I did a little searching online. Milton’s Facebook page talked about going to various elite schools, but the times didn’t make a lot of sense. He posted a very positive review of a church in New York.

He posted on the page of a Bar “I hope you die.” about a week ago.

All of this made me think of Evan. What are we supposed to do when we see someone posting about death, hatred, and genocide? My first reaction is to pray for Milton. To this, I’ve posted a comment on many of his posts that I am praying for him.

I am sharing this post as a question to all of us about how we respond online.

Pierre-Felix Guattari, Henri Nouwen, and Santa

In a few hours, I will greet children at the Community Health Center’s holiday party in Middletown, CT. I have been doing this for a few years now and Santa journey has slowly become clearer.

On the way to work today, I had a discussion with my eldest daughter who is working on a master’s degree in gender studies in Japan. Her classmates have all seen pictures of me as Santa as well has have heard about my interest in postmodern theory. I hope to post a picture later today in my Santa outfit reading a little Pierre-Felix Guattari. Currently, I’m thinking about the title: Performing Santa Claus: Reimagining the dominant cultures concept of Santa Claus in a Postmodern Society.

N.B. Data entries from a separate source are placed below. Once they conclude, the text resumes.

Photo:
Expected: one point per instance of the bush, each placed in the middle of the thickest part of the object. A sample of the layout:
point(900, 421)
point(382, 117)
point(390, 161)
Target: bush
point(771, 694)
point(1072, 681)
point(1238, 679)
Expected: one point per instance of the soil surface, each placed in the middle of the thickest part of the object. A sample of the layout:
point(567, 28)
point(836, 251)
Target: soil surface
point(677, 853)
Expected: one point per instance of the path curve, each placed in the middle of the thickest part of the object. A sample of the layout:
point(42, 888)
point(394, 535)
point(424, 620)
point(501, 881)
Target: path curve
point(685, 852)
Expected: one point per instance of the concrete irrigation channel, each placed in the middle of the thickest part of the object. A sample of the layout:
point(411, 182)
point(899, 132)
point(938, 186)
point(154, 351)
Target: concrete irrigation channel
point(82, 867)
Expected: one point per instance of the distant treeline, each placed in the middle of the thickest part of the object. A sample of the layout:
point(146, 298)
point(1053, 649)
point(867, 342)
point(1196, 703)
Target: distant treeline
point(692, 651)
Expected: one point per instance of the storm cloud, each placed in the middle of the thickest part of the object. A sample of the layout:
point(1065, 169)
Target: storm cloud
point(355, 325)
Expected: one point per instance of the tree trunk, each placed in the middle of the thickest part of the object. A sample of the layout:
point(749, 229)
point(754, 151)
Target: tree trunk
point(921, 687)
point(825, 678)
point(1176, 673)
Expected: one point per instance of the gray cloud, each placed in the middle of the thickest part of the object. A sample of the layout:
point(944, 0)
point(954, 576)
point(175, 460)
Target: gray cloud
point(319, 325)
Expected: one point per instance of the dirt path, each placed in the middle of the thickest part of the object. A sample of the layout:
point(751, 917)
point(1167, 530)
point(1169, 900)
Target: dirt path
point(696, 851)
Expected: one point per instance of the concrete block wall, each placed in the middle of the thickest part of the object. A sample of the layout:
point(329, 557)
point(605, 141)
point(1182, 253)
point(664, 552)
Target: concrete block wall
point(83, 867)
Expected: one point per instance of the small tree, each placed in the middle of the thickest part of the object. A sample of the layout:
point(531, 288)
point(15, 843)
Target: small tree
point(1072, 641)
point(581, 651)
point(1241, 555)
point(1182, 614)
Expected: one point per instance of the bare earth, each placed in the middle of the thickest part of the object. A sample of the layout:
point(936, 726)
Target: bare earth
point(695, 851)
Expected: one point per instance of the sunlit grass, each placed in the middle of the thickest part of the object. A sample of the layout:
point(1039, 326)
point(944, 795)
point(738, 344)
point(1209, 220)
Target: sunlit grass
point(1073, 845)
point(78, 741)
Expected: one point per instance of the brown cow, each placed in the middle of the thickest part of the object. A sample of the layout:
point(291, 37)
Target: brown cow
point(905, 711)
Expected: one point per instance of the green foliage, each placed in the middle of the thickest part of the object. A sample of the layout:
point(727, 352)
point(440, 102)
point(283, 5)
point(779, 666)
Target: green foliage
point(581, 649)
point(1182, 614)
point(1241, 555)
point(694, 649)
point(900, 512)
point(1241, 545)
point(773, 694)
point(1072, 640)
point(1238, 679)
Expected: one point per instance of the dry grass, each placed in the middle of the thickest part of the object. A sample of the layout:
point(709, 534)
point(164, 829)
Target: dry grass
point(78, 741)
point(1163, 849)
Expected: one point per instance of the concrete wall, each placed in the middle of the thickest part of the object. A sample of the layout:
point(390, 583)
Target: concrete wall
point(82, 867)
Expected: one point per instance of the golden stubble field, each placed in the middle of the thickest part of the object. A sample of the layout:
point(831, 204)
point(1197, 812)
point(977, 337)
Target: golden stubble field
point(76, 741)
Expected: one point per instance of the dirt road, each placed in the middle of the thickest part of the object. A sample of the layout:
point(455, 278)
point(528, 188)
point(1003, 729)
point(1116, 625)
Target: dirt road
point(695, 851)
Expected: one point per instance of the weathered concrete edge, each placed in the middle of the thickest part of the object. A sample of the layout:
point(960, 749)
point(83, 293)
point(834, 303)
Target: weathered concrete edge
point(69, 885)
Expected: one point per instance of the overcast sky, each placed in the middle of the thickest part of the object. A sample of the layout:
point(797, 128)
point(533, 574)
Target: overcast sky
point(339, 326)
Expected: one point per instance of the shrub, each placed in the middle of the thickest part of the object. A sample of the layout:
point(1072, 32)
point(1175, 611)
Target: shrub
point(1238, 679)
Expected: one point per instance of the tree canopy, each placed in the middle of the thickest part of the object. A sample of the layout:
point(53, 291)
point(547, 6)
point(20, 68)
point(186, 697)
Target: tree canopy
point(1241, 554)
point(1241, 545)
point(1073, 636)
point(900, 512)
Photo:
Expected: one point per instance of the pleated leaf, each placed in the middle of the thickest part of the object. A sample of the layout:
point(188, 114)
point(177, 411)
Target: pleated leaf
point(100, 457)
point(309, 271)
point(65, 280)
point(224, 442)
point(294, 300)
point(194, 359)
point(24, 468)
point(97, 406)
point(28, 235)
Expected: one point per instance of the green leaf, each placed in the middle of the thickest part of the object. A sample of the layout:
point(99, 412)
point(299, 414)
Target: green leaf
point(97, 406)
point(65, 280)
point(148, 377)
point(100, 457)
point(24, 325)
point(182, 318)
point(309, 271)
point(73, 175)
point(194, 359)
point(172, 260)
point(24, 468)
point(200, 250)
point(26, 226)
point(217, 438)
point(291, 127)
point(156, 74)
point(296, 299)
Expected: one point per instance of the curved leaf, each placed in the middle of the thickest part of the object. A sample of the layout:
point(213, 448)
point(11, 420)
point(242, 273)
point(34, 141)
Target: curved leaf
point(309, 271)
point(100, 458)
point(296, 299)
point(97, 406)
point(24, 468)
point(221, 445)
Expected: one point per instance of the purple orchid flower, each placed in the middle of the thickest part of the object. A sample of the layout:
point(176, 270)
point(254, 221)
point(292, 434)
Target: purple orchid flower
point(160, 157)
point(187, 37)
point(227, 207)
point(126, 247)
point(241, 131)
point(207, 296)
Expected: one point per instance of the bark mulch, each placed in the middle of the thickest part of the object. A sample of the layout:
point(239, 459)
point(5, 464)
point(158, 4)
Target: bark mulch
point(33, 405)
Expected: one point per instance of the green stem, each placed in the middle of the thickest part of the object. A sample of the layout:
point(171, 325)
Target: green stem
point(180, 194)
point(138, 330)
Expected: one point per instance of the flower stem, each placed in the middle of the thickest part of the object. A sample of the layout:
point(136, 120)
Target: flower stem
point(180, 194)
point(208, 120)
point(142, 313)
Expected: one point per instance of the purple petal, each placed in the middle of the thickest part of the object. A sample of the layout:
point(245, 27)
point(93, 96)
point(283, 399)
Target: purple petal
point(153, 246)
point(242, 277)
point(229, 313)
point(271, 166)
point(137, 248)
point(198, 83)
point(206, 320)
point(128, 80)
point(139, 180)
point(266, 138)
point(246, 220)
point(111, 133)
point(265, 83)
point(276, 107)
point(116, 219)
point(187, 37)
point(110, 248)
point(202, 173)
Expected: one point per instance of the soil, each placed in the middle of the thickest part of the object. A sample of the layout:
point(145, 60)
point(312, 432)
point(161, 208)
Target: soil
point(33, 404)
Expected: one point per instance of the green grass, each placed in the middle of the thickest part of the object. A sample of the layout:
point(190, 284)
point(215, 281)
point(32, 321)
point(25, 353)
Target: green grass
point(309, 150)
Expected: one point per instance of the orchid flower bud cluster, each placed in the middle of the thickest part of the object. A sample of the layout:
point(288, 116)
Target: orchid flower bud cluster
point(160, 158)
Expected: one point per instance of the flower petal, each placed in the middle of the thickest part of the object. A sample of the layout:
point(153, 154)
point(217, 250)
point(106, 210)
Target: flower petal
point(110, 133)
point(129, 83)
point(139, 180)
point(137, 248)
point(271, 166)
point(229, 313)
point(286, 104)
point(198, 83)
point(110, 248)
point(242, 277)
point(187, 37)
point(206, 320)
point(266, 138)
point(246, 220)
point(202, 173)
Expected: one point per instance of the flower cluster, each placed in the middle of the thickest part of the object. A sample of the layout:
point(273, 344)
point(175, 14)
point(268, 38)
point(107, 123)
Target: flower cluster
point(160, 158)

A friend posted a reflection on Facebook today by Henri Nouwen about The Freedom to Refuse Love:

Often hell is portrayed as a place of punishment and heaven as a place of reward. But this concept easily leads us to think about God as either a policeman, who tries to catch us when we make a mistake and send us to prison when our mistakes become too big, or a Santa Claus, who counts up all our good deeds and puts a reward in our stocking at the end of the year.

God, however, is neither a policeman nor a Santa Claus. God does not send us to heaven or hell depending on how often we obey or disobey. God is love and only love. In God there is no hatred, desire for revenge, or pleasure in seeing us punished. God wants to forgive, heal, restore, show us endless mercy, and see us come home. But just as the father of the prodigal son let his son make his own decision God gives us the freedom to move away from God's love even at the risk of destroying ourselves. Hell is not God's choice. It is ours.

Before taking up my role as Santa, I like to watch a short video called “Validation”. I think of this as I smile at the children waiting to see Santa, as I wave at them, beckon them, and tell them I have been waiting for them and how glad I am that they came. I’ll think of all of this as I try to share even just a little bit of God’s love for them as a postmodern Santa.